The magazine shied away from controversy. So Litton, who became senior editor, used pseudonyms in his club work, including photos published in "Time and the River Flowing," the crusading 1964 book on the Grand Canyon.
That same year he was elected to the Sierra Club board. He was soon stirring things up. "I sort of ran my own course while in the Sierra Club," Litton recalled in a series of interviews of club figures conducted by the oral history project at UC Berkeley's Bancroft Library. "I didn't feel cooperation even within the club was necessary. I thought dissent and ferment, or whatever you want to call it, might be essential."
Several avid skiers were on the club board, which was preparing to support Walt Disney Production's proposal to fill Mineral King's mountain bowls and valley with downhill ski trails and a year-round resort. A new road to the development would have cut through nearby Sequoia National Park.

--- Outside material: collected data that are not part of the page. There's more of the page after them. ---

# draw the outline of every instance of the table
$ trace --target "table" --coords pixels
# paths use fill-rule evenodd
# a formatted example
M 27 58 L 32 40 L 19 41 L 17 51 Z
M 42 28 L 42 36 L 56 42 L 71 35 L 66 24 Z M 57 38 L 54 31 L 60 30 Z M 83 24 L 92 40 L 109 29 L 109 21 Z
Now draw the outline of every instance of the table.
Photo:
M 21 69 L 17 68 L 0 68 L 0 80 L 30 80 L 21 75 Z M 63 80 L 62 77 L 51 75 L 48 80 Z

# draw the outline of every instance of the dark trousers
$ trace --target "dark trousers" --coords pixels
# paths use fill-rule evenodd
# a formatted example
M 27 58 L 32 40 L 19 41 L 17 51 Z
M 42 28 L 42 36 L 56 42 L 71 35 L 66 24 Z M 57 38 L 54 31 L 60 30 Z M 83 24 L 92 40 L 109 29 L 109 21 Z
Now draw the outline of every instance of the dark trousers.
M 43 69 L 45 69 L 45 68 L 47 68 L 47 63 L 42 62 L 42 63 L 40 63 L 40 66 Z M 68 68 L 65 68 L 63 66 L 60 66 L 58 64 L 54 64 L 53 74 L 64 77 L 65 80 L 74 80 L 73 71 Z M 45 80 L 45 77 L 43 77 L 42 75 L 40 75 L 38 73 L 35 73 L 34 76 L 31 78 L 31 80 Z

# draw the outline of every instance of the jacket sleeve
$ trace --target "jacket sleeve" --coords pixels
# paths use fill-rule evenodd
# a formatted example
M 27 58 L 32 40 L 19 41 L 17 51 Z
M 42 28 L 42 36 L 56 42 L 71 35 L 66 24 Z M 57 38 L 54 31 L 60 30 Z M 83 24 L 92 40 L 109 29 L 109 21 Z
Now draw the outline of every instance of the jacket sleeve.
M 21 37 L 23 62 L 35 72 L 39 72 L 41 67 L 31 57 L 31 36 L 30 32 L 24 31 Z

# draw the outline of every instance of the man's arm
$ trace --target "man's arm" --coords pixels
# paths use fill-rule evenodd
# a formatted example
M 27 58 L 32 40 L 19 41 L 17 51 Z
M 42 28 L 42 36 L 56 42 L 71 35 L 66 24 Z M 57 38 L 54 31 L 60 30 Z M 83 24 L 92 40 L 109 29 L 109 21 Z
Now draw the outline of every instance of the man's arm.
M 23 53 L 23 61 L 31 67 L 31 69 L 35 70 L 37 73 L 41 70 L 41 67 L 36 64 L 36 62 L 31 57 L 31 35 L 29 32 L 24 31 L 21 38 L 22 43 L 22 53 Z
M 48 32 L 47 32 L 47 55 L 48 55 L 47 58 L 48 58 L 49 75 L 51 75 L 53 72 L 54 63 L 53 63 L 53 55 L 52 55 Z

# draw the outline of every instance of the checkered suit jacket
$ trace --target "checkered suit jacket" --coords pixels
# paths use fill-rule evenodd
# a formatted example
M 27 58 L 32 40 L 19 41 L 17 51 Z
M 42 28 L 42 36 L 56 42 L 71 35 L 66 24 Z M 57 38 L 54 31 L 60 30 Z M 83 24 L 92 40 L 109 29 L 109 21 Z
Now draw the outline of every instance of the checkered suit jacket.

"I stood up in outrage and said, 'How dare you! How dare anybody even think about this!'" Litton said. "I remember [longtime board member] Ansel Adams saying, 'I didn't know [the road] was going to be in the national park.' I said, 'All you have to do is look at the map, dumbhead.'"
The board reversed its position, fought the proposal and Mineral King was never developed. The area was later added to the park.
Alternately eloquent, charming and abrasive, Litton alienated some on the board, which in the 1960s was divided between warring pro- and anti-Brower camps. Litton wasn't much of a smoker, but during board meetings he would sometimes puff away on big cigars just to annoy people.
"There was always something that Martin was thoroughly exercised about, and he could be brutal in his remarks," fellow director William Siri said in the Bancroft Library interviews. "Martin was never the environmental statesman, but he was fascinating as a speaker. He used colorful phrases, analogies and metaphors and they were often cutting, sometimes irresponsible. He never pulled his punches. He was never inhibited; if he felt something, he just said it."
Litton, who rowed crew at UCLA, first floated down the Grand Canyon in 1955 with a group that included his wife. At that point, fewer than 200 people were known to have made the trip. Litton had dislocated his shoulder and was just a passenger. But he was hooked. The next year he rowed through the canyon, and until he was in his early 90s, returned again and again to ride the Colorado's heaving, stormy rapids, which he called the best in the world.
His river passion grew into a full-time job after he quit Sunset magazine in a huff in 1968 because publisher Bill Lane killed an article he had written about acreage omitted from the new Redwood National Park. He founded Grand Canyon Dories and until the late 1980s ran commercial trips through the canyon in nimble wooden boats he and a friend had adapted from the Northwest river dory.
Litton's big hands were most comfortable wrapped around dory oars or the controls of a small plane. He had piloted gliders loaded with troops and equipment during Allied invasions in Europe. Decades later he would fly politicians and journalists in his vintage Cessna, skimming over redwoods or landscapes that needed saving, expounding on the glories of nature untamed.
"Nature has its rights," he once said. "It has a right to be here untrammeled, unfettered. Man doesn't have to screw everything up."
Litton is survived by his wife, Esther; children John, Donald, Kathleen and Helen; five grandchildren and four great-grandchildren.